Abacavir und das Risiko für Herzinfarkte. BMC Medicine
Das HIV-Medikament Abacavir wird bei HIV-infizierten Personen in Kombination mit anderen HIV-Medikamenten häufig in der HIV-Therapie eingesetzt. Die Resultate von verschiedenen Studien lassen darauf schliessen, dass die Einnahme von Abacavir zu einem erhöhten Risiko für Herzinfarkte führt. Aufgrund der aktuellen Datenlage ist allerdings nicht ganz klar, ob es sich dabei tatsächlich um ein erhöhtes Risiko handelt oder ob Abacavir in der Vergangenheit bloss häufiger bei HIV-infizierten Personen eingesetzt wurde, welche aufgrund bereits bestehender traditioneller Risikofaktoren (z.B. Rauchen, Bluthochdruck, Diabetes) per se ein erhöhtes Risiko für einen Herzinfarkt aufgewiesen hatten und das höhere Risiko dadurch erklärt war.
Um diese Unsicherheit zu klären, haben die Autoren der vorliegenden Studie die Daten von fast 50’000 HIV-infizierter Personen analysiert, welche von 2008 bis 2013 mit Abacavir behandelt wurden. Dieser Zeitraum wurde bewusst gewählt, da ein Zusammenhang von Abacavir mit einem erhöhten Risiko für Herzinfarkte seit 2008 bekannt ist und dies möglicherweise dazu geführt hat, dass Abacavir seither weniger oft bei HIV-infizierten Personen mit einem hohen Risiko für Herzkreislauferkrankungen verschrieben wurde. Dies könnte dazu geführt haben, dass neuere Studien den Zusammenhang von Abacavir mit Herzinfarkten nicht mehr bestätigen können.
Die neue Analyse ergab nun, dass die Herzinfarktrate bei Personen unter Abacavir-haltiger Therapie 0.47 Fälle pro 100 Patientenjahre betrug und bei Personen ohne Abacavir-haltiger Therapie 0.21 Fälle pro 100 Patientenjahre. Anders ausgedrückt: wenn man 400 HIV-infizierte Personen ein Jahr lang beobachtet, treten bei Personen unter Abacavir-haltiger Therapie zwei Herzinfarkt auf und bei Personen ohne Abacavir-haltiger Therapie ein Herzinfarkt. Mittels weiterer statistischer Tests wurde weitgehend ausgeschlossen, dass diese erhöhte Rate an Herzinfarkten bei Personen unter Abacavir-haltiger Therapie durch andere Gründe erklärt sein könnte, zum Beispiel durch das Vorliegen bestehender traditioneller Risikofaktoren, dem Alter, dem Geschlecht oder einer tiefen T-Helferzellenanzahl. Die Endanalyse ergab, dass eine Person unter Abacavir-haltiger Therapie ein doppelt so hohes Risiko für einen Herzinfarkt aufwies im Vergleich zu einer Person ohne Abacavir-haltiger Therapie.

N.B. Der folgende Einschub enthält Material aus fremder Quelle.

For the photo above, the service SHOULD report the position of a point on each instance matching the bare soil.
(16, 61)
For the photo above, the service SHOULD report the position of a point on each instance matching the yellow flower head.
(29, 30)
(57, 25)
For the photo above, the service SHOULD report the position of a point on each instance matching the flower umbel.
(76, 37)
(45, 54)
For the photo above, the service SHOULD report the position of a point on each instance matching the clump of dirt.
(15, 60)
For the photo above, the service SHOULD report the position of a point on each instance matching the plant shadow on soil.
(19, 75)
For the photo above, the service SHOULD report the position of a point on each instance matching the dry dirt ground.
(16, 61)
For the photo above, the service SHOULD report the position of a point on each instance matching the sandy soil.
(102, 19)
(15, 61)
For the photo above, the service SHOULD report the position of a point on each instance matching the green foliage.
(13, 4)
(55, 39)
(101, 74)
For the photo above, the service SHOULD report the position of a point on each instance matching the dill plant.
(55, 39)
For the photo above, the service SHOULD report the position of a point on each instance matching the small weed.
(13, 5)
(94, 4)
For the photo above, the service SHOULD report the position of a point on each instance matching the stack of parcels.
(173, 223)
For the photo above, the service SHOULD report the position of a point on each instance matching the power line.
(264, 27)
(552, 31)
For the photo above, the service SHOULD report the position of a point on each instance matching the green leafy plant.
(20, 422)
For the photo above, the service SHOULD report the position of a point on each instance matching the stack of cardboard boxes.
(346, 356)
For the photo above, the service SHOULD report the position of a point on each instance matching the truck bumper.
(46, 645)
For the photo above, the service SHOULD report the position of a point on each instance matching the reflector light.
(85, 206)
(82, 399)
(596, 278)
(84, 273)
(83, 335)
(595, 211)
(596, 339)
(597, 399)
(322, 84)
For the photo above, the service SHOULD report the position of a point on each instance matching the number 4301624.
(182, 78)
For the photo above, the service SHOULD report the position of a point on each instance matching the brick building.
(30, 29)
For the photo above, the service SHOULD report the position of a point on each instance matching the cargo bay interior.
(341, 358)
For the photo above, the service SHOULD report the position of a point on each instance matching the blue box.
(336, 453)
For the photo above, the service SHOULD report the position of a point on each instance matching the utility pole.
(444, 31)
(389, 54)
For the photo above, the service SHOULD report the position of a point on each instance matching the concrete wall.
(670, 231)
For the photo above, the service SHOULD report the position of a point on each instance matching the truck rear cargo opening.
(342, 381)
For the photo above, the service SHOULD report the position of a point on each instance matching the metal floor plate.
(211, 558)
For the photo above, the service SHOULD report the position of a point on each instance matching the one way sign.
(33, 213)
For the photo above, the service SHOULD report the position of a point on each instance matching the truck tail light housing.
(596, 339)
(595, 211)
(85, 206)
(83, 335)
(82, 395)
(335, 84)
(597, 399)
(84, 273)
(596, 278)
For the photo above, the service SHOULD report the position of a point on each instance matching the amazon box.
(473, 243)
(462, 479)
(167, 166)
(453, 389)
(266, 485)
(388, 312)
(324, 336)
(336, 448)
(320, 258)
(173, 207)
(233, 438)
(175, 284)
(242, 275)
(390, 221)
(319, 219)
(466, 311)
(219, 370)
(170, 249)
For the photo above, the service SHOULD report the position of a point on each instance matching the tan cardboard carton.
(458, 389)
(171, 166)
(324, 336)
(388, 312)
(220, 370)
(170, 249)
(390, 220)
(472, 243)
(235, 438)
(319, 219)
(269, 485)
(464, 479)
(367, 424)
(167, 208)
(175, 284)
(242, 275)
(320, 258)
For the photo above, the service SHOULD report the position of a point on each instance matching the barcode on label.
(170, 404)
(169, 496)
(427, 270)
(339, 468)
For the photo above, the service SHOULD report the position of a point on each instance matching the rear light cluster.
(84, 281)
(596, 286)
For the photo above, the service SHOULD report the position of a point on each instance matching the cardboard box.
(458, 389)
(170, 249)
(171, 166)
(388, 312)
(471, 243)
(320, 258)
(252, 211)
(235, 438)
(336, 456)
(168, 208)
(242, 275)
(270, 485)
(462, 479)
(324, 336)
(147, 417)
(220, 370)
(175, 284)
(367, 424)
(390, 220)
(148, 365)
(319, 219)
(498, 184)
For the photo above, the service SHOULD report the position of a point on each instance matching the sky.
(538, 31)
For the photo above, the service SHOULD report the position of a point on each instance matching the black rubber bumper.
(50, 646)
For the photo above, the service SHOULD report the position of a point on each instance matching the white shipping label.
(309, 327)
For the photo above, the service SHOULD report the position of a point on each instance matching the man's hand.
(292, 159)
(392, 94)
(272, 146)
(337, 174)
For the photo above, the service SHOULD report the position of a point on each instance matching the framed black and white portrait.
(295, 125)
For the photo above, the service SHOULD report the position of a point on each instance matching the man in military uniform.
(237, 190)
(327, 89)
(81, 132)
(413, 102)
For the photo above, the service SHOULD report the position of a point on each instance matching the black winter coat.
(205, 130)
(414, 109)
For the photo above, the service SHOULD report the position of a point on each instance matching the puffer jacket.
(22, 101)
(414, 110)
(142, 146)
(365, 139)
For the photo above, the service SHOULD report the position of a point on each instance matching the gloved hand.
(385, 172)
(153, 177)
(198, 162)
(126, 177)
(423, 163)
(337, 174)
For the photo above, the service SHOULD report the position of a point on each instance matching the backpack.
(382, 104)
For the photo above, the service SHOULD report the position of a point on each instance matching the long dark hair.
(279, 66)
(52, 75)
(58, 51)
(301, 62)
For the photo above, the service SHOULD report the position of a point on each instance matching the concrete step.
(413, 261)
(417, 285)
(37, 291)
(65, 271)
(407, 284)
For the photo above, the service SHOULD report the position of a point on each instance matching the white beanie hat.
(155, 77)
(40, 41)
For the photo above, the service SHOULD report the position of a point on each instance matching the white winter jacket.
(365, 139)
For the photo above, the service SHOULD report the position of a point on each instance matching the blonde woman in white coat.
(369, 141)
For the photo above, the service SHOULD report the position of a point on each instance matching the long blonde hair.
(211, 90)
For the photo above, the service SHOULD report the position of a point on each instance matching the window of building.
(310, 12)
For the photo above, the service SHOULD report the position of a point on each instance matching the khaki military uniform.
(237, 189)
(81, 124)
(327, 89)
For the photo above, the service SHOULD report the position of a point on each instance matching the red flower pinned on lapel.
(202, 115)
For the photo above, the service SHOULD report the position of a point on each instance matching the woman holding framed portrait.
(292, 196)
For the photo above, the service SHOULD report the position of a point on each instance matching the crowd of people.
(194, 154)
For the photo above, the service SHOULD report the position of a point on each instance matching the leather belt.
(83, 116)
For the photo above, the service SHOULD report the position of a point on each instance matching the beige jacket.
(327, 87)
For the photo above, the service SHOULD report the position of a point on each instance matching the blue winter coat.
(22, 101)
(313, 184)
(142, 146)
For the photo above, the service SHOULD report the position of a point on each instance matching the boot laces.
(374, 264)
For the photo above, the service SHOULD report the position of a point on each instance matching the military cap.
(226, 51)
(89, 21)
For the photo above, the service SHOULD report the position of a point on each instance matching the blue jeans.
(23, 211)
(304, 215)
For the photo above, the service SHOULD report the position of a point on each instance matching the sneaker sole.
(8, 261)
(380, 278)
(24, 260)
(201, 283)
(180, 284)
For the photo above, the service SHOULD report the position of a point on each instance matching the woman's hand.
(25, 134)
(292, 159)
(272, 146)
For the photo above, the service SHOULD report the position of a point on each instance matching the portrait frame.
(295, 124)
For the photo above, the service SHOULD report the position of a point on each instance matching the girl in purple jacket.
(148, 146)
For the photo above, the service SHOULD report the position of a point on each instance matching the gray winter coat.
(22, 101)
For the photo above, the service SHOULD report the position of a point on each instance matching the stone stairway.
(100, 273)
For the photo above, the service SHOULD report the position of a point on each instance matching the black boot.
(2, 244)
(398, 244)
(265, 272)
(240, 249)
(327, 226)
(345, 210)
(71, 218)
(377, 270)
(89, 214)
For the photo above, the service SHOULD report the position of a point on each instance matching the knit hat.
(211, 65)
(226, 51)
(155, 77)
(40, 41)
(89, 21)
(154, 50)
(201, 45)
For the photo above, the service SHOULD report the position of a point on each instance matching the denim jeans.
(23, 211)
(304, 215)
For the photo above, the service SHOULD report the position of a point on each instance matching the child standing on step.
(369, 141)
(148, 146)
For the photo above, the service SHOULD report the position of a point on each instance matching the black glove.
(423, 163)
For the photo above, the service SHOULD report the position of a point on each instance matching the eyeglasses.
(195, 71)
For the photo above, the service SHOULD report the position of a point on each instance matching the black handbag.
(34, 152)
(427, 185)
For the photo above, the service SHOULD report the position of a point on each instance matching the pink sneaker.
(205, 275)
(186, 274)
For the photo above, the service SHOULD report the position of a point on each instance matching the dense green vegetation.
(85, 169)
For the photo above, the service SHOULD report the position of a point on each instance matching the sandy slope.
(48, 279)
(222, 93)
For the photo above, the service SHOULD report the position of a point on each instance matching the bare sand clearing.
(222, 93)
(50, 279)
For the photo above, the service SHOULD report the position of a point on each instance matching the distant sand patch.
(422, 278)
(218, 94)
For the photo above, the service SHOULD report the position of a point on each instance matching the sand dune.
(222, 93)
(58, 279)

Zusammenfassend zeigt die Analyse, dass Abacavir wahrscheinlich zu einem erhöhten Risiko für Herzinfarkte führt. Die Gabe von Abacavir sollte deshalb bei HIV-infizierten Personen mit einem mittleren oder hohen Risiko für Herzinfarkte vermieden werden.
Kommentar Dr. med. D. Braun und Prof. H. Günthard, SHCS
Der Mechanismus für die beobachtete erhöhte Herzinfarktrate bei Personen unter Abacavir ist nach wie vor unklar. Die Daten weisen aber darauf hin, dass tatsächlich ein medikamentöser Effekt vorliegt und dieser nicht durch andere verzerrende Faktoren erklärt ist. Wir setzen deshalb Abacavir bei Personen mit einem hohen Risiko für Herz-Kreislauf-Erkrankungen seit vielen Jahren bewusst nicht mehr ein. Wichtiger als der Verzicht auf Abacavir in dieser Risikogruppe ist jedoch die Behandlung und die Verhinderung anderer Risikofaktoren, wie beispielsweise ein Rauchstopp, die Gewichtabnahme und die Blutdruckeinstellung. Aktuell laufende Studien untersuchen zudem die Wirksamkeit einer sogenannten Mono- oder Dual-Therapie, bei der HIV-infizierte Personen nur mit einer oder zwei antiretroviralen Substanzen behandelt werden, damit bestimmte HIV-Medikamente mit Potential für eine Langzeittoxizität sicher weggelassen werden können.